Come nell'elettronica, anche in nanomedicina si utilizza il silicio. Economico ed estremamente versatile, l'ossido di silicio, in particolare, è molto poroso, e come una spugna con tante "tasche" riesce a contenere sostanze diverse, oltre a essere biodegradabile. Ma la vera novità alle spalle di questo lavoro di drug delivery è la matematica, che ha dato vita all'oncofisica del trasporto, un'idea sempre di Ferrari, che ironicamente si definisce "il tassita delle nanoparticelle". «Tutto parte da qui: per progettare nanoparticelle efficaci devo misurare una serie di parametri che caratterizzano da un punto di vista emodinamico il tumore che voglio sconfiggere, e che corrisponde al l'equazione di trasporto delle cellule. Solo in un secondo tempo costruisco le nanoparticelle di silicio caricate con il principio attivo ad hoc. Non è solo teoria, abbiamo testato sui topi le informazioni emerse da questi calcoli matematici, e i risultati sono stati positivi». A oggi, solo a Houston, sono una dozzina gli studi clinici che riguardano l'oncofisica del trasporto. «Entro dieci anni i nanofarmaci saranno la norma, non l'eccezione. Basti pensare che il nab–paclitaxel, nanofarmaco approvato nel 2005 negli Usa, è già un block buster e uno dei 20 farmaci più usati in oncologia» precisa Ferrari. È invece un traguardo europeo, la terapia fisica a base di nanoparticelle, detta di ablazione termica. In questo caso le nanosfere non trasportano farmaci, ma vangono irradiate dall'esterno (con energia magnetica, meccanica o a radiofrequenza) e riscaldandosi "cucinano" il tessuto con cui vengono a contatto. Il tedesco Andreas Jordan è stato il primo al mondo a impiegare questa terapia, con nanoparticelle di ossido di ferro nel glioblastoma multiforme, uno dei più aggressivi tumori al cervello, ottenendo in alcuni casi addirittura la guarigione. Ma gli algoritmi per la modellazione matematica impiegata dal team di Houston per ottenere i nanofarmaci hanno permesso di arrivare ad altre due considerazioni sorprendenti: «primo che la particella migliore al mondo, in realtà, non esiste – continua Ferrari –. E questo è un bene perché permette di personalizzarla di volta in volta rispetto alla malattia che si vuole curare (rational design); viceversa, esiste la particella peggiore e, sorpresa, è quella sferica. In regime di trasporto lineare lungo il flusso ematico, secondo calcoli matematici, la particella non ha infatti alcuna ragione di attraccare».

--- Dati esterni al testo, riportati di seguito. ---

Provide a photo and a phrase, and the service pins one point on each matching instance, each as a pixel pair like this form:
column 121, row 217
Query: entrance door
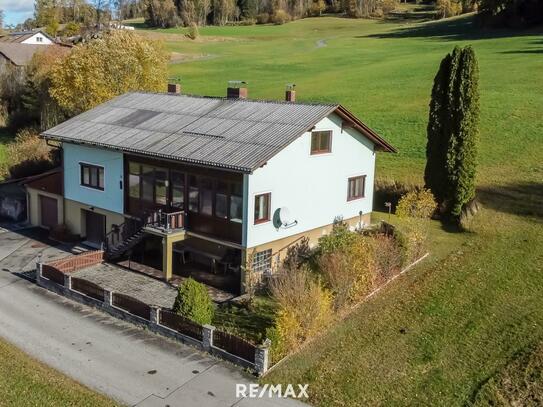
column 96, row 227
column 48, row 212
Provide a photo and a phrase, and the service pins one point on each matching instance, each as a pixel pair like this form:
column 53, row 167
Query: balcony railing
column 166, row 221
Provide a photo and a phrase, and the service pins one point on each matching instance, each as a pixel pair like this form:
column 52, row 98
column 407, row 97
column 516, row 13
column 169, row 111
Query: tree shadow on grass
column 525, row 198
column 455, row 29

Non solo, in questi anni si è visto che il concetto di riconoscimento molecolare (cioè la nanoparticella con un anticorpo o un altro agente posto sulla superficie) che ha contraddistinto il 90% della ricerca sui nanofarmaci non è mai arrivato in clinica. «Pur molto attraente da un punto di vista teorico – conclude Ferrari –, si scontra con la realtà: una volta iniettata nei fluidi biologici questo tipo di nanofarmaco viene subito attaccato dalle cellule che ne cancellano la specificità e la rendono meno permeabile alle barriere biologiche. Di conseguenza non riesce a raggiungere il bersaglio».

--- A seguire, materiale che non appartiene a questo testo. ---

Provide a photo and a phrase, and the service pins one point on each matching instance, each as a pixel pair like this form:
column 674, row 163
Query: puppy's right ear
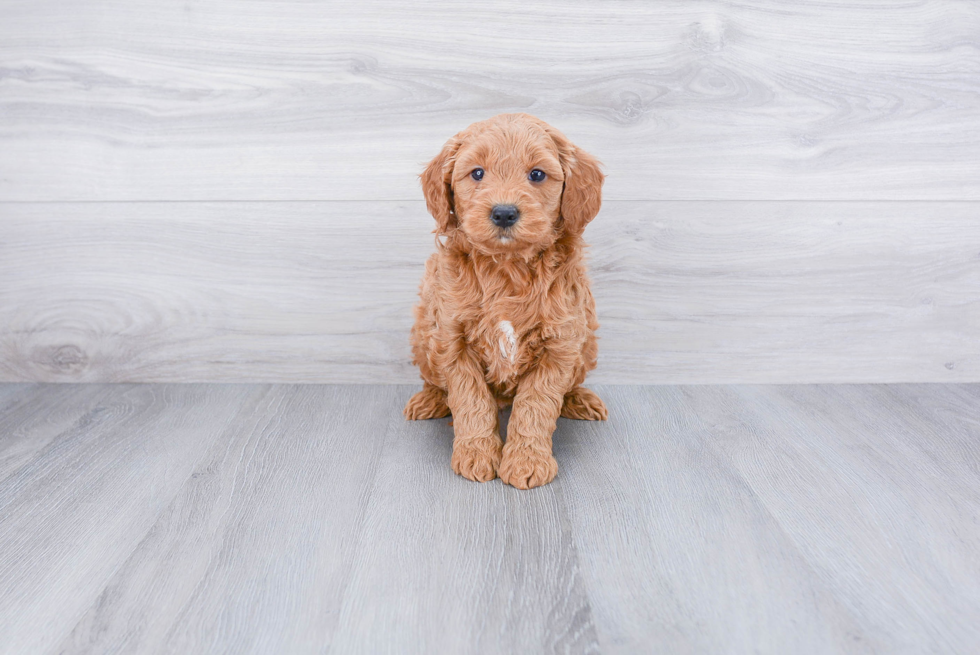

Altre aree di frontiera della nanomedicina riguardano le applicazioni diagnostiche. I ricercatori cercano nuovi modi per monitorare la progressione del tumore e i chirurghi sono sempre più interessati a usare i punti quantici per mappare la neoplasia prima di operare. Dopo 50 anni il sogno di Richard Feynman, padre della nanoscienza, diventa realtà.